Get people talking about it
I’ve been thinking about learning Portuguese for a while now. My local college offers some evening courses, and a couple of times a year a brochure comes through the letterbox. I’ve seen posters in the library and thought about signing up. But I never have.
Instead I’ve started dabbling with Duolingo. Not because I saw an ad. But because I kept on looking at the screen of someone who sits behind me at work and wondered why he was playing around with French verbs most lunchtimes. I asked what he was up to and he told me about it. So I thought I’d give it a try myself.
There’s no hard sell. No dense grammatical mazes to wade through. And definitely no learning objectives. Just an app that someone told me about in passing, and I tried out for myself. And you know what? It’s good.
Now think about the kinds of learning you’ve got at work. What’s the likelihood of someone peering over a colleague’s shoulder because they’re curious about what they’re doing on the learning management system?
We’re obsessed with what other people have to say about stuff
Getting people to talk about what L&D can bring to the rest of the business is a sure-fire way of promoting what’s available.
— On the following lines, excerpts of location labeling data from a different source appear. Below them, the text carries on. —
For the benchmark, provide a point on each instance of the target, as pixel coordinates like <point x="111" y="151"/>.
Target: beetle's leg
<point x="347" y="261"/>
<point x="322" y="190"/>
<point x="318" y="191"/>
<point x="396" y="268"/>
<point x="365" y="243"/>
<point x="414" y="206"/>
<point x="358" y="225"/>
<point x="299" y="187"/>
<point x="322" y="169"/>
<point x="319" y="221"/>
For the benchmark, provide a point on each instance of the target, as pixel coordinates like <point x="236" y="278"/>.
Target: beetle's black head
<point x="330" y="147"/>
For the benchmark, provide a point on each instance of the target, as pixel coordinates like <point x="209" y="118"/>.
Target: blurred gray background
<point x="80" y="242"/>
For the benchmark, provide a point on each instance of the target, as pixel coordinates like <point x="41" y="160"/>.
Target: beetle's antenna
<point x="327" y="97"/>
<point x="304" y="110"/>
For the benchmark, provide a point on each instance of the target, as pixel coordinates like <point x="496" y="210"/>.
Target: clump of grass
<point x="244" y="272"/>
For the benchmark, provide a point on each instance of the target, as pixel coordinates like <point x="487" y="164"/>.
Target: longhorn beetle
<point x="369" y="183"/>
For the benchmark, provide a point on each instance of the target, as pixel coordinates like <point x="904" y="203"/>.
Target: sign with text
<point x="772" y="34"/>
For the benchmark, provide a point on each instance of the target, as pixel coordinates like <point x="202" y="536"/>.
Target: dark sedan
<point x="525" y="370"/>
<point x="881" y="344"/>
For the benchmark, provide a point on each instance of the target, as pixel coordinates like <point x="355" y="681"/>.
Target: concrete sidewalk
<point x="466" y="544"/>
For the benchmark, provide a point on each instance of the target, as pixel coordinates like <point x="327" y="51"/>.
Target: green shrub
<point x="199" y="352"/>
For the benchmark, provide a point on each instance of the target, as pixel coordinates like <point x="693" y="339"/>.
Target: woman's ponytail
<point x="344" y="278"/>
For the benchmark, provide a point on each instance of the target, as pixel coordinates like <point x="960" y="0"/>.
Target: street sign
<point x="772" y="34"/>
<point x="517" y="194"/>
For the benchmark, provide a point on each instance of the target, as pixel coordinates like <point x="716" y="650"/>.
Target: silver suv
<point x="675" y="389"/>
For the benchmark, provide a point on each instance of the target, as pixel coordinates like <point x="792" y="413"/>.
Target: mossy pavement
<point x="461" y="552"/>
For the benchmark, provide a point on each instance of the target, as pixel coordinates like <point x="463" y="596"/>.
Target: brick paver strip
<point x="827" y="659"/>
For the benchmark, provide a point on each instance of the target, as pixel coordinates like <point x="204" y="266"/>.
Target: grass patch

You see, we’re obsessed with what other people have to say about stuff (unless we know they’re the person doing the selling, and then we get cynical).
Even if I’m only buying a pair of headphones on Amazon, I’ll scour through the reviewers’ comments before I buy. Bizarrely, I’m a thousand times more likely to believe Tony from Newcastle than I am to believe Sony.
Similarly, after running a session on storyboarding, one client invited participants to say what they thought of it on camera afterwards. The ‘happy sheets’ L&D typically uses for feedback stay in a filing cabinet somewhere. These ‘happy video clips’ doubled up as a movie trailer for the course.
We can’t force people to talk about what we’re up to in L&D. But if we create content that’s personal, easy for them to make sense of, and even interesting, then we’ve got a much better chance that our colleagues will talk about it without us even asking.
Georgina Bromwich is a writer and trainer at language consultancy, The Writer.